Interface SupportsPushDownVariants

All Superinterfaces:
Scan

@Evolving public interface SupportsPushDownVariants extends Scan
A mix-in interface for Scan. Data sources can implement this interface to support pushing down variant field access operations to the data source.

When variant columns are accessed with specific field extractions (e.g., variant_get), the optimizer can push these accesses down to the data source. The data source can then read only the required fields from variant columns, reducing I/O and improving performance.

The typical workflow is:

  1. Optimizer analyzes the query plan and identifies variant field accesses
  2. Optimizer calls pushVariantAccess(org.apache.spark.sql.connector.read.VariantAccessInfo[]) with the access information
  3. Data source validates and stores the variant access information
  4. Optimizer retrieves pushed information via pushedVariantAccess()
  5. Data source uses the information to optimize reading in Scan.readSchema() and readers
Since:
4.1.0
  • Method Details

    • pushVariantAccess

      boolean pushVariantAccess(VariantAccessInfo[] variantAccessInfo)
      Pushes down variant field access information to the data source.

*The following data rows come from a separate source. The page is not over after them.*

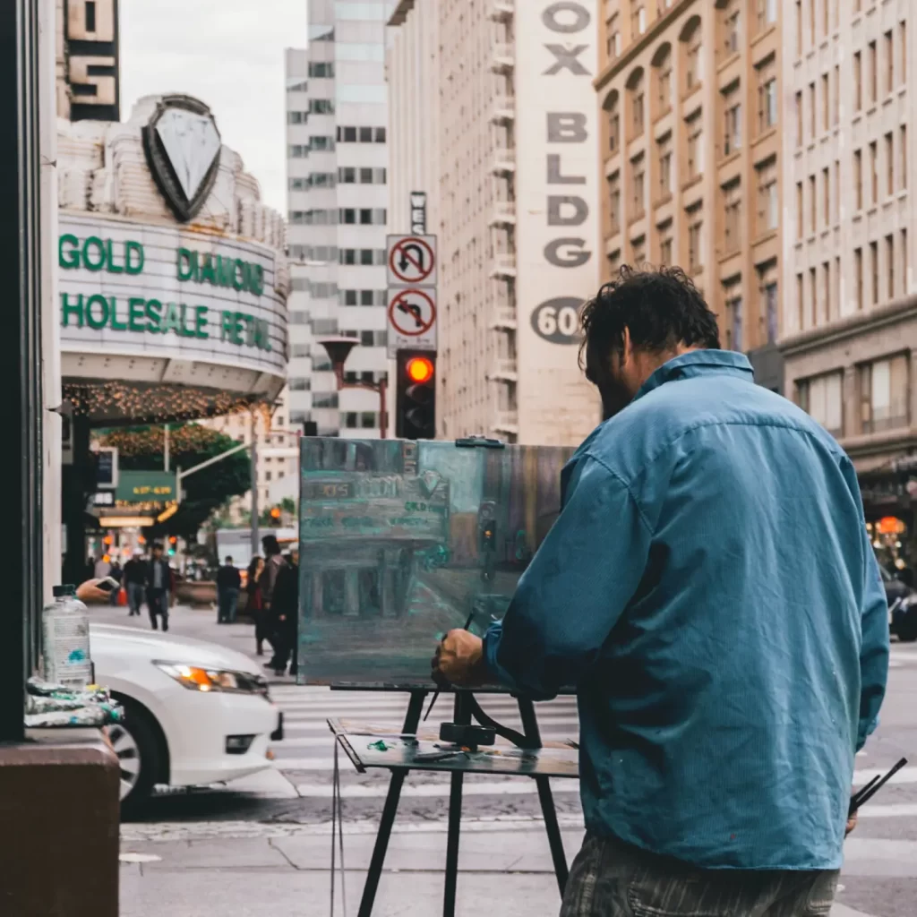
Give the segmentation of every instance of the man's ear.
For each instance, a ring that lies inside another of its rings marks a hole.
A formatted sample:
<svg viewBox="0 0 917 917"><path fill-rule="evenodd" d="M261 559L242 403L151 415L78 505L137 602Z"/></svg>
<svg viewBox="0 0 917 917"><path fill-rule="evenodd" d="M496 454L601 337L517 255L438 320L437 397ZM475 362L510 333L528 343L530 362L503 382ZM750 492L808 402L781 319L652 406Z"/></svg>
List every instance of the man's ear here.
<svg viewBox="0 0 917 917"><path fill-rule="evenodd" d="M624 326L624 333L622 337L622 345L621 367L623 369L634 359L634 344L630 337L630 328L628 328L626 325Z"/></svg>

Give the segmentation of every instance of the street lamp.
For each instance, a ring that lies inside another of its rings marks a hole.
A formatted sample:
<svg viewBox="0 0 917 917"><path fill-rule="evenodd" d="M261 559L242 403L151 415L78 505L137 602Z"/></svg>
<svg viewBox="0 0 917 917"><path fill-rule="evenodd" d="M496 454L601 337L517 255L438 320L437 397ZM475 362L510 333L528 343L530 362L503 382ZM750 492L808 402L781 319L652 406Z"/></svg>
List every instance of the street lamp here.
<svg viewBox="0 0 917 917"><path fill-rule="evenodd" d="M328 359L335 370L335 379L337 381L337 391L344 389L366 389L368 392L379 392L379 436L387 437L389 425L388 412L385 409L385 392L387 382L383 376L378 382L345 382L344 364L350 351L359 343L356 337L322 337L318 341L325 348Z"/></svg>

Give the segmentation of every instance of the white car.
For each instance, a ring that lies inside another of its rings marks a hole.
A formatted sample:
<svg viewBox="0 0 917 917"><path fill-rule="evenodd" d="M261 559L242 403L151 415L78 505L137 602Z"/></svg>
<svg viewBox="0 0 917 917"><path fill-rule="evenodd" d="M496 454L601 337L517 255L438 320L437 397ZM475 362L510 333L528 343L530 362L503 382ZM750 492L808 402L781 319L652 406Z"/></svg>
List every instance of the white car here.
<svg viewBox="0 0 917 917"><path fill-rule="evenodd" d="M121 809L153 788L200 786L272 767L282 719L255 662L214 644L108 624L90 625L95 680L125 707L109 727L121 763Z"/></svg>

      Implementations should validate if the variant accesses can be pushed down based on the data source's capabilities. If some accesses cannot be pushed down, the implementation can choose to:

      • Push down only the supported accesses and return true
      • Reject all pushdown and return false

      The implementation should store the variant access information that can be pushed down. The stored information will be retrieved later via pushedVariantAccess().

      Parameters:
      variantAccessInfo - Array of variant access information, one per variant column
      Returns:
      true if at least some variant accesses were pushed down, false if none were pushed
    • pushedVariantAccess

      VariantAccessInfo[] pushedVariantAccess()
      Returns the variant access information that has been pushed down to this scan.

      This method is called by the optimizer after pushVariantAccess(org.apache.spark.sql.connector.read.VariantAccessInfo[]) to retrieve what variant accesses were actually accepted by the data source. The optimizer uses this information to rewrite the query plan.

      If pushVariantAccess(org.apache.spark.sql.connector.read.VariantAccessInfo[]) was not called or returned false, this should return an empty array.

      Returns:
      Array of pushed down variant access information